The prothrombin gene mutation is associated with elevated levels of prothombin in the blood circulation.  This increased concentration of prothrombin could promote increased thrombin generation, which increases the risk for the development of blood clots.  Prothrombin gene mutation is associated with blood clots in unusual sites such as the veins of the brain or in the abdomen.  It is also associated with heart attacks, strokes and recurrent pregnancy loss or stillbirth.

Causes
Prothrombin gene mutation is inherited.  Each individual has 2 copies of the gene to code for the production of prothrombin.  If an individual inherits one gene that is defective and causes an increase in production of prothrombin, that person is said to be heterozygous for the gene mutation.  The prothrombin gene mutation is “dominant,” which means that it is not suppressed by the normal gene.  It is extremely rare for an individual to inherit abnormal prothrombin genes from both parents.  These rare persons are said to be homozygous for the prothrombin gene mutation.  The risk for thrombosis is much greater in an individual that is homozygous than heterozygous. 

Diagnosis
Diagnosis of prothrombin gene mutation is done by a special blood test to determine whether someone has the gene.  If positive, this test will determine whether they are heterozygous or homozygous for the disorder. 

Treatment
Treatment is the same for patients with prothrombin gene mutation as for other patients who have experienced a thromboembolic event.  Heparin or low molecular weight heparin is commonly prescribed immediately during a critical event followed by Coumadin (warfarin) for long term use.

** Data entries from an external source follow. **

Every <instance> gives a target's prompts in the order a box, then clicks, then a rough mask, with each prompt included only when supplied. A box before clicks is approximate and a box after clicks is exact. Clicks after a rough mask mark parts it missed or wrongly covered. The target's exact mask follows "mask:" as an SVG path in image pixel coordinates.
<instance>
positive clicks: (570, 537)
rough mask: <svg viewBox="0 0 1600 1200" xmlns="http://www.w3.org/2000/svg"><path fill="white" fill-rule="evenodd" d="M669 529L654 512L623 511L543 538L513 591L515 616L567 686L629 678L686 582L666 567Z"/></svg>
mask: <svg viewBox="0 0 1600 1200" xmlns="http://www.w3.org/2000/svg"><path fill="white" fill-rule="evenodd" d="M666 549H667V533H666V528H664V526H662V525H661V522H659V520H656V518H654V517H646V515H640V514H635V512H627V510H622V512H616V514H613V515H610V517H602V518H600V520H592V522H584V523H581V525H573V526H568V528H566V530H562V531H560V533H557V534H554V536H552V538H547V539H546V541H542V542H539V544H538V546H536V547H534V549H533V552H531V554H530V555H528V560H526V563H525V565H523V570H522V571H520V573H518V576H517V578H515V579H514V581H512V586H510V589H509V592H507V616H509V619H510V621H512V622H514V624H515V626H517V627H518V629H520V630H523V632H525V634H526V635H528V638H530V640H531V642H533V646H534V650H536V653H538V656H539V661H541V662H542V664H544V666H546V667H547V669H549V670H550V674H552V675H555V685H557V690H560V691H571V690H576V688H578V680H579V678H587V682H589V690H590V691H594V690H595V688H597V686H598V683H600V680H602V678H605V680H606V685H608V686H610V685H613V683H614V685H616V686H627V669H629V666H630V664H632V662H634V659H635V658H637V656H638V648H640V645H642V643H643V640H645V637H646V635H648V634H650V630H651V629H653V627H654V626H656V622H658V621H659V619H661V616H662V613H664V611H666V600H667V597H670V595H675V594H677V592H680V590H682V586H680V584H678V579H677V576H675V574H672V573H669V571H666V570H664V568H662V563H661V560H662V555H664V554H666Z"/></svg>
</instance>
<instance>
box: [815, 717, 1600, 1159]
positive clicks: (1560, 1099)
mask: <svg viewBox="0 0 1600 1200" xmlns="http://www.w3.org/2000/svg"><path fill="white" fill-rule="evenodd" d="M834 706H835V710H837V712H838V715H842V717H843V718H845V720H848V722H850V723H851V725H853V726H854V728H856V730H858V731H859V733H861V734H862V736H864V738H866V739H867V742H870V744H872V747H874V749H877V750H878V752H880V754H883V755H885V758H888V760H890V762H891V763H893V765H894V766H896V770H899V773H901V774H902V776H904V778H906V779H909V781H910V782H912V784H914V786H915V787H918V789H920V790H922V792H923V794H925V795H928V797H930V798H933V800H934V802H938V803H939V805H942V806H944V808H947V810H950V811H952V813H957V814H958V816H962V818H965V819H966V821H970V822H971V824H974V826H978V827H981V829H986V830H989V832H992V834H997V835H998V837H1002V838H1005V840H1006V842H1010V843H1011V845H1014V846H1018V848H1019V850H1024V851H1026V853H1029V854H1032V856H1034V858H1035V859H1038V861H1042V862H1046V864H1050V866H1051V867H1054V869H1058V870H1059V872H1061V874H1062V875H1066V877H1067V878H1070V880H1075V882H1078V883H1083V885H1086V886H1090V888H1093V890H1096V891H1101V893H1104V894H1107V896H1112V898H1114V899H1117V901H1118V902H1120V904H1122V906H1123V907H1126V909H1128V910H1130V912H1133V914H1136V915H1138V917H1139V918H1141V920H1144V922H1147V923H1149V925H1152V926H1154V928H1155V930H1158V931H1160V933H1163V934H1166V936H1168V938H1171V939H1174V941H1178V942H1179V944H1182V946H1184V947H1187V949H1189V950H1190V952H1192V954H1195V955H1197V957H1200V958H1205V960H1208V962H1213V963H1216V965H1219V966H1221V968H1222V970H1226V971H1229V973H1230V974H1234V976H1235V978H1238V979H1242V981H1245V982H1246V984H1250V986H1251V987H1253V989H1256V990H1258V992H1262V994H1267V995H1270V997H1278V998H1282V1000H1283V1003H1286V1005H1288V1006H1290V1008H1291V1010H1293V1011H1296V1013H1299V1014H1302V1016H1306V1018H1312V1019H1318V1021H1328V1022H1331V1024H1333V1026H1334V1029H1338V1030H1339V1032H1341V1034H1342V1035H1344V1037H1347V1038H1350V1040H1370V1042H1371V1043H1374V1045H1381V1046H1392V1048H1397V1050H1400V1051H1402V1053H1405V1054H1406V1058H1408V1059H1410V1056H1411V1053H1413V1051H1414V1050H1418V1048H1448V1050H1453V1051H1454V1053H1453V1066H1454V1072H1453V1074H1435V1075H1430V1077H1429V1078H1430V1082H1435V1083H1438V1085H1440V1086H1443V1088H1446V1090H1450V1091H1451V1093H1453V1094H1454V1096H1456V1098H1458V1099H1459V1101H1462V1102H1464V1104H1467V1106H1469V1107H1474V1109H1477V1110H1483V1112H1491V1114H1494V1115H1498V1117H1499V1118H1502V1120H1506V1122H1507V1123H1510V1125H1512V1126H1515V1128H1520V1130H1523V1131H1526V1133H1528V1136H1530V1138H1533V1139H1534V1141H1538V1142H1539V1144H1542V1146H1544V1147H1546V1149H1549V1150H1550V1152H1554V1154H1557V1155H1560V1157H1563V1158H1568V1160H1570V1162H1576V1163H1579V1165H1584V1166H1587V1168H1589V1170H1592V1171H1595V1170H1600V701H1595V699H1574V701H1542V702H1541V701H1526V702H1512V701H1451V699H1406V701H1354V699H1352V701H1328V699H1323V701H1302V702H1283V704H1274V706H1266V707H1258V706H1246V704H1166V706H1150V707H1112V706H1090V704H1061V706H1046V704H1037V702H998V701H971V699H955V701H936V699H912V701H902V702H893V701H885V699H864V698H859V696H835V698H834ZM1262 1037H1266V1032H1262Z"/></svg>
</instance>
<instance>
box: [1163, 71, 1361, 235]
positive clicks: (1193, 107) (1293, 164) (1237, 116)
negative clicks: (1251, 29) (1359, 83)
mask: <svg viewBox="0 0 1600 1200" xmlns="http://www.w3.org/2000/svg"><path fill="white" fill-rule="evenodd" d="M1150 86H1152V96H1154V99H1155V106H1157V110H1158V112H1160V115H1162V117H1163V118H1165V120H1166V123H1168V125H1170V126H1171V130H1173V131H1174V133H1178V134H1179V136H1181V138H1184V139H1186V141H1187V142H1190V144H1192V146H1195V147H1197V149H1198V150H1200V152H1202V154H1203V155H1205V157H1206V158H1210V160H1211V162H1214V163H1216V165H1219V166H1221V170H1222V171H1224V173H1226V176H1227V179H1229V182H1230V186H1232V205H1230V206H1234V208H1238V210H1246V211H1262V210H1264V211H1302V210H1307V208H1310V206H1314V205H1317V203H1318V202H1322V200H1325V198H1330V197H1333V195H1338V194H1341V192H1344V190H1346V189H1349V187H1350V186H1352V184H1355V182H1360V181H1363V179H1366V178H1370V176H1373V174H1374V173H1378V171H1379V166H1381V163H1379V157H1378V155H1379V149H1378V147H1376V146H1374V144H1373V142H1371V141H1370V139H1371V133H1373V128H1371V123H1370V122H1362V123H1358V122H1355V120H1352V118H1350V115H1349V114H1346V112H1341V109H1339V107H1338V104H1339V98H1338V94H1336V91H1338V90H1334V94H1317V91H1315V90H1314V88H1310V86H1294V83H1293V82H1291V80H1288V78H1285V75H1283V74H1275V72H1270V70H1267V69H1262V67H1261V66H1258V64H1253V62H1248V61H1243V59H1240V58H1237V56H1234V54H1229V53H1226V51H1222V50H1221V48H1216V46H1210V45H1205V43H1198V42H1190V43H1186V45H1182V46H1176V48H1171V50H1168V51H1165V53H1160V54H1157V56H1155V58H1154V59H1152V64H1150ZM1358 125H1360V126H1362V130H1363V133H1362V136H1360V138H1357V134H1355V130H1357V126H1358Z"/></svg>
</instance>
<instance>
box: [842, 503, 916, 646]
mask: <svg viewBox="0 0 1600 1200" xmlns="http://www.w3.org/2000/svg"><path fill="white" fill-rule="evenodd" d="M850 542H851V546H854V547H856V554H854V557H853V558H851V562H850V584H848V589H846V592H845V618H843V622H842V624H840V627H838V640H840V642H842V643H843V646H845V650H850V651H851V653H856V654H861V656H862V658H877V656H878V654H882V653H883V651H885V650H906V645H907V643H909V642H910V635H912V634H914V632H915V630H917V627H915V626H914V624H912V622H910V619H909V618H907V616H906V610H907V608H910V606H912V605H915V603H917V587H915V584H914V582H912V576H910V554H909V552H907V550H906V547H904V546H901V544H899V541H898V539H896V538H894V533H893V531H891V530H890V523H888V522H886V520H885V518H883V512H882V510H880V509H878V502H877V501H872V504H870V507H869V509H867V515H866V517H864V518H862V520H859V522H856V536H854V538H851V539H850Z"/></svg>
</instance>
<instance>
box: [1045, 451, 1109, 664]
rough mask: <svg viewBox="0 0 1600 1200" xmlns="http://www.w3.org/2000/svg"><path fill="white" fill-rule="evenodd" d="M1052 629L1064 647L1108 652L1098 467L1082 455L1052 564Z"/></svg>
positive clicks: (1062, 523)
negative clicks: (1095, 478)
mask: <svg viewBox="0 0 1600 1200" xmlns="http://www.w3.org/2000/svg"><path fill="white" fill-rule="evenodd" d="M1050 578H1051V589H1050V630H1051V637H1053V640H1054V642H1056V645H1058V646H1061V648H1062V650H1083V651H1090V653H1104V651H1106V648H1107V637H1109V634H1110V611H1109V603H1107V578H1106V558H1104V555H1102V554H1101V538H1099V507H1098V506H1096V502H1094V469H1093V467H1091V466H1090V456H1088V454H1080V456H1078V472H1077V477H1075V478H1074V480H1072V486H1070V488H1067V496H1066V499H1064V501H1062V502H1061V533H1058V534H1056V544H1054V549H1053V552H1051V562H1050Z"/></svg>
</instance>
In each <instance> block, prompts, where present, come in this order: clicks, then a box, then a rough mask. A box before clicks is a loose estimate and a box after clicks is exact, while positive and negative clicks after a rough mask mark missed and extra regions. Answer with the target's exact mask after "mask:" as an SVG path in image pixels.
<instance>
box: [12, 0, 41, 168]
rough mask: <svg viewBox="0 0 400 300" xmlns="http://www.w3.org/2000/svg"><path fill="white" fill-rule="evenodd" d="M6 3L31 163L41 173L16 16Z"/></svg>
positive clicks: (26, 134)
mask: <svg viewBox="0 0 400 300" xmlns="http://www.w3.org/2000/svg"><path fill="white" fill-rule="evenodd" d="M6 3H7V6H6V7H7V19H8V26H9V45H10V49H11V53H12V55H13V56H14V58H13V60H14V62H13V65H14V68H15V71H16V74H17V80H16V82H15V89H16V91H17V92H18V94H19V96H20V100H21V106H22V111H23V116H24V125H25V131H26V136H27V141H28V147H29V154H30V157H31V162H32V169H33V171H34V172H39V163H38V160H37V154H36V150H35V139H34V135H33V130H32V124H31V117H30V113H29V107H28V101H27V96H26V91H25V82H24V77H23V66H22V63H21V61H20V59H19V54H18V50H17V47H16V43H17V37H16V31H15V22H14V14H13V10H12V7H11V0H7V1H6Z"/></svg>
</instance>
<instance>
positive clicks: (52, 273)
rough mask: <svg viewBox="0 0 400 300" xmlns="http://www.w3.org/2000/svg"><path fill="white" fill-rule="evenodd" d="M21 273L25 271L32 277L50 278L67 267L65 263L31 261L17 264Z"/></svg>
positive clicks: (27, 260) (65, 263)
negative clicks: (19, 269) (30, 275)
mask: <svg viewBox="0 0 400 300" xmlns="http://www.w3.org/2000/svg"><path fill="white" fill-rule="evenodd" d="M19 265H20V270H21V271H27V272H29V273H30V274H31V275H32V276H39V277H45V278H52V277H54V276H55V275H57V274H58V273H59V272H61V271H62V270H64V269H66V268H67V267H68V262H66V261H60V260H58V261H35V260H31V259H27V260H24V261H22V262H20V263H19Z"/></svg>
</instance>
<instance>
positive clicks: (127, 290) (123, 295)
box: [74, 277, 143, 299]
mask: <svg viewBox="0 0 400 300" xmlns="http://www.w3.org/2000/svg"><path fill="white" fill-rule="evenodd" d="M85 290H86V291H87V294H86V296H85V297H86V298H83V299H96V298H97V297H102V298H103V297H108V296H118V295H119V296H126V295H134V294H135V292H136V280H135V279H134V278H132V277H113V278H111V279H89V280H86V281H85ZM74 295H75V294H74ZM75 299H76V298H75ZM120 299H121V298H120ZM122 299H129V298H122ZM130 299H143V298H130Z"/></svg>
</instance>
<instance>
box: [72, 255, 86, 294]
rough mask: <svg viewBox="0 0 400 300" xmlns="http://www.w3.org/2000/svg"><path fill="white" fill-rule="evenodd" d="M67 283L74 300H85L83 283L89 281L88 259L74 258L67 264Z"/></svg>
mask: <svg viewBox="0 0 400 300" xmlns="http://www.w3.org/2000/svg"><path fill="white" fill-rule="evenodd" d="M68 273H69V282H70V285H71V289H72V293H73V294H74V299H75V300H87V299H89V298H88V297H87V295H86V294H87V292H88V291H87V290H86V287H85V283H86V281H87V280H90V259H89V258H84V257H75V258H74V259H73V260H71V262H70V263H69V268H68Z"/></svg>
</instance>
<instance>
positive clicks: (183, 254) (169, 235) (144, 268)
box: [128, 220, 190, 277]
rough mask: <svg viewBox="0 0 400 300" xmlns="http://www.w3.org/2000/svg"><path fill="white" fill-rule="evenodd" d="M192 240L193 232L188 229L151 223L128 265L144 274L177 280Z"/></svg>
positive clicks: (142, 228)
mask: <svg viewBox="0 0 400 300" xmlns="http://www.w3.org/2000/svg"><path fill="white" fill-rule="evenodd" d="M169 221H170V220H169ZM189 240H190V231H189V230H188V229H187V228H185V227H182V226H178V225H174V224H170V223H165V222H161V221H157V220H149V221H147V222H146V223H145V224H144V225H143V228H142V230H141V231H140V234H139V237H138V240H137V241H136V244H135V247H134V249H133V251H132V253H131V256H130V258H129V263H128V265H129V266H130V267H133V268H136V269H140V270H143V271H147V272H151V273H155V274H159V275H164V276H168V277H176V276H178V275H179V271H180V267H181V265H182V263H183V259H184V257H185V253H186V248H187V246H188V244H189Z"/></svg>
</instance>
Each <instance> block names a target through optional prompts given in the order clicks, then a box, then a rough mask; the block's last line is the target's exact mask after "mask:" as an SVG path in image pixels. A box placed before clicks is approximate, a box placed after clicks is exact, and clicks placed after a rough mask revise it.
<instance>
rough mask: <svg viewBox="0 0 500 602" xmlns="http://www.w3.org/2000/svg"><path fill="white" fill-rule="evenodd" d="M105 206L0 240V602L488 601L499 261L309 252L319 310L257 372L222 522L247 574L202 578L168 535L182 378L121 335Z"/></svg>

The length of treatment with Coumadin is determined on an individual basis and will take into consideration if there were other factors which contributed to the formation of a blood clot, as well as if a person has a history of previous blood clots.  Persons with prothrombin gene mutation will not necessarily need to be on life long anticoagulation.  However, to prevent a thrombotic episode during a time of increased risk, they will be given anticoagulants for a short time period.  These decisions are made on an individual basis with your healthcare provider.